Income Protection options have never been so diverse. Up until now an adviser or broker had simply to compare a research rating usually produced by one of two providers (IRESS or Omnium) and then find the cheapest premium. Every now and then there might be a few features that were relevant to the client’s unique needs. However, ultimately this simple process was all that was required to demonstrate the advisor was working in their client’s best interest. Now there is a wide spectrum of options available to the client and the emphasis is on the adviser research the clients requirements fully and find a policy to suit those needs. This demands an excellent understanding of all risk products and how they work in conjunction with one another.
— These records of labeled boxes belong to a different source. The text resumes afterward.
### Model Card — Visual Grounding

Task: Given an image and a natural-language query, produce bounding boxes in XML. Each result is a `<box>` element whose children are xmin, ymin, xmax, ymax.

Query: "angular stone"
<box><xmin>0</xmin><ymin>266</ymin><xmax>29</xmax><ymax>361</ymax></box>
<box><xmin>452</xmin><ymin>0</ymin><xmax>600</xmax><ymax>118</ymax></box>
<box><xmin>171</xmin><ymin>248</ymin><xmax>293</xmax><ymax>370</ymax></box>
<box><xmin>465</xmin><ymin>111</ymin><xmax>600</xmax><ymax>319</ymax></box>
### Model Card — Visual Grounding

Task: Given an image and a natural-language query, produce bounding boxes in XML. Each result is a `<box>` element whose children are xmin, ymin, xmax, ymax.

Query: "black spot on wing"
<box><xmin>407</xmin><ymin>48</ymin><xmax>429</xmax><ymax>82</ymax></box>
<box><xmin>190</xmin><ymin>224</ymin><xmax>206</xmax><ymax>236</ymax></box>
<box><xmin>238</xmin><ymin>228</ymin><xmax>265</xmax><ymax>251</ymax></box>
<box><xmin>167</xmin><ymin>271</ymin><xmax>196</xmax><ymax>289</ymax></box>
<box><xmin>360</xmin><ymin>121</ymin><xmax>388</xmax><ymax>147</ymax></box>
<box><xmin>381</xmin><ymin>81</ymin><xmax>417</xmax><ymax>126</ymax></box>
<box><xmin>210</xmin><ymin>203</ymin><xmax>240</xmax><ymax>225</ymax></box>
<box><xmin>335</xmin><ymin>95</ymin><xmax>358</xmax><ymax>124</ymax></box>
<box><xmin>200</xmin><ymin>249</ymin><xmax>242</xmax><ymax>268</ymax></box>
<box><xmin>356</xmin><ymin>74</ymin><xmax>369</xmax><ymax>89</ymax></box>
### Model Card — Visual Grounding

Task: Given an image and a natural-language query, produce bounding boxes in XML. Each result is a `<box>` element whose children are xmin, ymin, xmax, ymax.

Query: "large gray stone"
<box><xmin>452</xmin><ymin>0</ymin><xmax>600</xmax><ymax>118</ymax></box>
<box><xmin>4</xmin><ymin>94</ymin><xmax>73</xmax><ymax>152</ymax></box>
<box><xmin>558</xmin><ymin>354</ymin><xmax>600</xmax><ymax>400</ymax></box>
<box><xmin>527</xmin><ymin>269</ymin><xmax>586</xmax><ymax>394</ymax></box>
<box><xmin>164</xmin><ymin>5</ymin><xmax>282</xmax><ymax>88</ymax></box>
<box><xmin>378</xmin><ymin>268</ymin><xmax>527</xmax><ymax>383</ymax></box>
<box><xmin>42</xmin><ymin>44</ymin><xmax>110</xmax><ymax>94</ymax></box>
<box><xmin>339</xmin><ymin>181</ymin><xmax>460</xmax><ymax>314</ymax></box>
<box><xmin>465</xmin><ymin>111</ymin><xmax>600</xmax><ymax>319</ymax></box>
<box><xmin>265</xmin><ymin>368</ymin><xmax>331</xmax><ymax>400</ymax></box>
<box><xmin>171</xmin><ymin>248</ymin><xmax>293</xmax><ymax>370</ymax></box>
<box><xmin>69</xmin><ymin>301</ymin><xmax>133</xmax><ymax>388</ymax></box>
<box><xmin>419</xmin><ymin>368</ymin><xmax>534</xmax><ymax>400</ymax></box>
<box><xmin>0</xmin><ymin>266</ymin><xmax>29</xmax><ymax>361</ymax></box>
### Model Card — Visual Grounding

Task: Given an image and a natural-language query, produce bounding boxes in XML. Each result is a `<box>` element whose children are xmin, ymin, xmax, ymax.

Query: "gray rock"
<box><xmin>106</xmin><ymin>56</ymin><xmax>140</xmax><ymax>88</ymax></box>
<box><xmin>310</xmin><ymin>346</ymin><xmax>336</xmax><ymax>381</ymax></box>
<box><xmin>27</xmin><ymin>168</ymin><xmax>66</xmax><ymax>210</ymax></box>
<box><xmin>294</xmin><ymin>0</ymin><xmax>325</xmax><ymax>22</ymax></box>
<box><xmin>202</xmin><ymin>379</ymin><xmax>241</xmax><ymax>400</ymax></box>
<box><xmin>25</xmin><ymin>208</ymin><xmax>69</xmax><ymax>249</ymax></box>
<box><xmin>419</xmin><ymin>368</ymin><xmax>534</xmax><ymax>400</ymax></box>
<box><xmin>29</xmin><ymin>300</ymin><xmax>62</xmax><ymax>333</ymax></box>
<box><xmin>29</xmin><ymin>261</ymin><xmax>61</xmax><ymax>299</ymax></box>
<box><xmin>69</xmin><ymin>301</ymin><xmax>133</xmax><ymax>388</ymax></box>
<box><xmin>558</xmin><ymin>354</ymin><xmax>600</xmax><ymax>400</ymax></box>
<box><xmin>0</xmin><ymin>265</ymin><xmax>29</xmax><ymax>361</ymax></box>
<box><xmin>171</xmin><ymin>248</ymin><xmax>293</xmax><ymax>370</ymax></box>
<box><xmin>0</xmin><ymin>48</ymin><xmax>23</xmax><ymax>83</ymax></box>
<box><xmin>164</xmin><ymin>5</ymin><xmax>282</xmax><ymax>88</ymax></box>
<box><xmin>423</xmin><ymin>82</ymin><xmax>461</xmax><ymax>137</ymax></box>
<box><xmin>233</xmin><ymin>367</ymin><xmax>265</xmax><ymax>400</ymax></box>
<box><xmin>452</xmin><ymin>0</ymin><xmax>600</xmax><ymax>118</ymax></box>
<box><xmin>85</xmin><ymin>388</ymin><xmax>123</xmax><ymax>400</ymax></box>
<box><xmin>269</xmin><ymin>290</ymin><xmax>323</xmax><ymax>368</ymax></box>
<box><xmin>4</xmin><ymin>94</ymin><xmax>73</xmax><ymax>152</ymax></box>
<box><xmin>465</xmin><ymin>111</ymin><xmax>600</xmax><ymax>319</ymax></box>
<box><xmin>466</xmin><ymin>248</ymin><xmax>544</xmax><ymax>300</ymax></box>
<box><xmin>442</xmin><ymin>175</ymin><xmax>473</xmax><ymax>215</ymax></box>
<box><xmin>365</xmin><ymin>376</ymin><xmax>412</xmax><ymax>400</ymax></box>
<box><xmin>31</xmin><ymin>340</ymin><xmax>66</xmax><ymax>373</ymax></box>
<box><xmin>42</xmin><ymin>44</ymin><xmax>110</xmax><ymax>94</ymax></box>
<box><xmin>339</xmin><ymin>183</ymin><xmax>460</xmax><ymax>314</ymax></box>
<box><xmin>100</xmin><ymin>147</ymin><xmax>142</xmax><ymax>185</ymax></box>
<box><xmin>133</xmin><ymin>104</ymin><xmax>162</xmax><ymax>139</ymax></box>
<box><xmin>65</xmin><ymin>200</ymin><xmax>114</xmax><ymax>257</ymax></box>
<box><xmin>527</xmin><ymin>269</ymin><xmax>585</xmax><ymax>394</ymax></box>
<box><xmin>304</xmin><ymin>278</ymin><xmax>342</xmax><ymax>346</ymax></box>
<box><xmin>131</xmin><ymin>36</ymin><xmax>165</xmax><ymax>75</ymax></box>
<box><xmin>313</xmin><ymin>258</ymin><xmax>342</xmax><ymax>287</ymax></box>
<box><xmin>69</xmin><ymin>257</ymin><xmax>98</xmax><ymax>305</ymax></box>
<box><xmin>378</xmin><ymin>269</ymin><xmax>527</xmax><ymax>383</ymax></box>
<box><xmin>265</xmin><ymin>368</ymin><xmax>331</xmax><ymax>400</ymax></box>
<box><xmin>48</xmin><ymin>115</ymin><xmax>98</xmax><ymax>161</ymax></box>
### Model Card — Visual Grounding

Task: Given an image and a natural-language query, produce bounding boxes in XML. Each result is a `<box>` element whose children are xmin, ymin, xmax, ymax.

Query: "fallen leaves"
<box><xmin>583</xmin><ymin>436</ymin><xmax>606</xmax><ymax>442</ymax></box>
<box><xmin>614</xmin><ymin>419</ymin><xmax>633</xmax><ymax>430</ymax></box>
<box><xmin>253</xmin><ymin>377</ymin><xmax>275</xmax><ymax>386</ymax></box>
Scoping advice just down to “how much insurance would you like” is increasingly risky as the adviser is bound to fulfil this duty.


The Sky didn’t fall, you can still get good cover at a reasonable price

All factors considered, I do feel like the “sky is falling” mentality insurers happily played into during the lead up to October 1st, was largely unfounded. One could almost think that there was an element of marketing involved here.

Advisers, especially risk advisers, hate unknowns. These changes were touted as the most significant changes to insurance in Australia in the last 30 years. We were warned of far weaker Income Protection contracts, at higher prices. The industry at large became incredibly nervous and clients caught on to this.

At first glance it looks like some insurers have used a combination the ‘capability clause’ or a reduction of income test, to ensure that long term claims such as age 65 are still available. However there is more wiggle room for the insurer to reduce this over time and therefore manage the cost. It is also likely in the coming months that others with amend their offerings to reflect this unique interpretation and remain competitive.

Only time will tell if this all settles down. For now we still have little certainly. Premiums could potentially keep jumping and contracts may be further modified. Nevertheless the world continues to spin. Claims continue to be paid to people who need it. No matter what happens your adviser, if you have a good one, will be standing by your side through it all.